According to Sawadgo, a shortage means higher prices.

This game between shortages and prices has caught the attention of ranchers and retail lawyers.

Fred Gretsch, who runs Gretsch Brothers Angus in Oglethorpe County, Georgia, near Athens, said: He fears they have the power to dictate rather than follow the power of the market.

“When the fire started, they were able to do two things,” said Gretsch. The slowdown in production led to a resumption of livestock awaiting slaughter, creating excessive prices for livestock.

“They were able to drive up the price of beef in the market for end users and push back the men who feed them, the feedlot and the veal producers,” he said. ..

Pricing proceedings in Minnesota and Illinois allege that meat packers’ production slows during times of high demand. The meat packers have denied this claim.

The White House and members of Congress are also monitoring what’s going on with the price.
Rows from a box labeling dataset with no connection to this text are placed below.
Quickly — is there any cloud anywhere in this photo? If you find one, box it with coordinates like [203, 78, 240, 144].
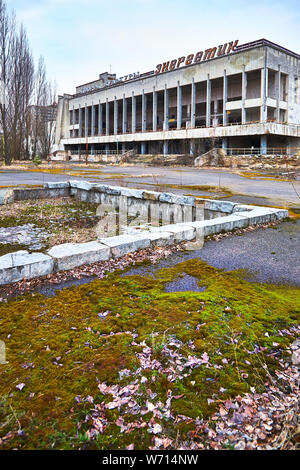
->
[4, 0, 300, 93]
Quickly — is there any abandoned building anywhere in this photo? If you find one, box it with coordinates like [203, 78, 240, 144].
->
[54, 39, 300, 155]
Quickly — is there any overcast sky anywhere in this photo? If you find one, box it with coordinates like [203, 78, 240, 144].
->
[7, 0, 300, 93]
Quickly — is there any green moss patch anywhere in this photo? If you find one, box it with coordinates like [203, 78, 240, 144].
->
[0, 259, 300, 449]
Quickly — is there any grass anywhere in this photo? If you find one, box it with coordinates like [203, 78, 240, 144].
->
[0, 259, 300, 449]
[0, 198, 98, 256]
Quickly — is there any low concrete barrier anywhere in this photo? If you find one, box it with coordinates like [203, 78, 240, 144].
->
[0, 181, 288, 285]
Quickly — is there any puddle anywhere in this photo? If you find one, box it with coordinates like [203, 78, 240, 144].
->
[165, 273, 206, 292]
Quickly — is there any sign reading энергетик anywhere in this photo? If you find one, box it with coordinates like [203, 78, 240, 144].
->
[155, 40, 239, 74]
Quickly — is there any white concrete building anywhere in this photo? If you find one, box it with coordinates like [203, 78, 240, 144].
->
[55, 39, 300, 155]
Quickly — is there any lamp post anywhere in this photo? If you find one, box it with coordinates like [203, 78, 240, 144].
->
[116, 137, 119, 165]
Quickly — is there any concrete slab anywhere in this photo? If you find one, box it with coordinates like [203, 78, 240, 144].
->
[47, 241, 110, 271]
[99, 233, 150, 258]
[0, 250, 54, 285]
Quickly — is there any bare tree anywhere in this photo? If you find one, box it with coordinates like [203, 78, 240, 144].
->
[0, 0, 55, 165]
[7, 25, 34, 159]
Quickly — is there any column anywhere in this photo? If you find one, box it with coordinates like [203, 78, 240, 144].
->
[142, 90, 147, 132]
[114, 96, 119, 135]
[92, 105, 96, 137]
[191, 78, 196, 127]
[98, 102, 103, 135]
[242, 65, 247, 124]
[78, 105, 82, 137]
[223, 70, 228, 126]
[164, 140, 169, 155]
[105, 98, 109, 135]
[260, 135, 268, 155]
[152, 87, 157, 131]
[84, 104, 89, 137]
[206, 74, 211, 127]
[190, 139, 195, 156]
[164, 85, 169, 131]
[72, 106, 75, 137]
[260, 66, 268, 121]
[177, 81, 182, 129]
[131, 92, 136, 134]
[123, 94, 127, 134]
[275, 65, 281, 122]
[222, 137, 228, 153]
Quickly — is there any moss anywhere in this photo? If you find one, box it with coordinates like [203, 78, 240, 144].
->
[0, 259, 300, 449]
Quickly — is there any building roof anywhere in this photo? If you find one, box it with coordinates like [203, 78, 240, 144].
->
[71, 39, 300, 98]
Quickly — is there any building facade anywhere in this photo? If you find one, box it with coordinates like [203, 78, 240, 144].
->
[55, 39, 300, 155]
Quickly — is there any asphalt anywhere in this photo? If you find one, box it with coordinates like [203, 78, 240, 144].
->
[0, 166, 300, 290]
[124, 220, 300, 291]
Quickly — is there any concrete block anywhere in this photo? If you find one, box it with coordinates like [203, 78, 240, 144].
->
[99, 233, 150, 258]
[48, 241, 110, 271]
[143, 191, 161, 201]
[204, 199, 236, 214]
[158, 193, 195, 206]
[0, 251, 54, 285]
[70, 180, 93, 191]
[120, 188, 144, 199]
[150, 223, 196, 243]
[141, 232, 175, 246]
[44, 181, 70, 189]
[0, 189, 14, 206]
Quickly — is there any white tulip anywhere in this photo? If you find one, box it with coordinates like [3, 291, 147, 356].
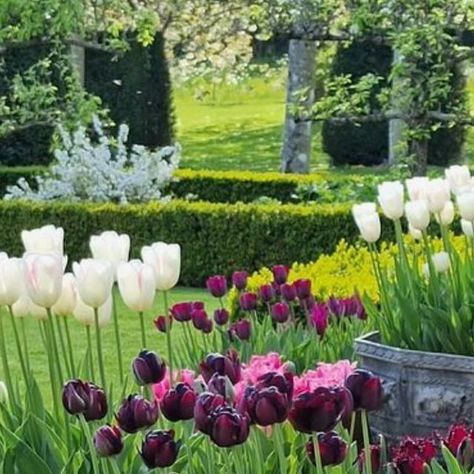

Agricultural and judicial committees are holding hearings calling for price transparency and how the structure of large corporations deals with ranchers and feedlot owners. Lawmakers are discussing deregulating small-scale or rural slaughterhouses and providing start-up or expansion grants to increase competition.

The White House also said that President Joe Biden’s administration “enforces antitrust laws, encourages competition in meat processing, and increases pandemic profits that hurt consumers, farmers and ranchers across the country.” The statement was released on September 8.

The North American Meat Research Institute has blamed COVID-19 and called on government officials to stop the industry scapegoat.

Despite the price hike, people are still buying beef and meat, and prices are expected to remain stable until at least 2022.

Jackson sees this for the long haul. He has a full-time job in drugstore sales, so he doesn’t rely on cows to achieve his goals. He wants to keep doing it and at least earn enough to pay for the farm road.

“I am a third generation farmer. Hopefully there will be a fourth generation behind us, ”he said.

Cleeve Jackson stands by her cow on September 24, 2021 at her cave source ranch.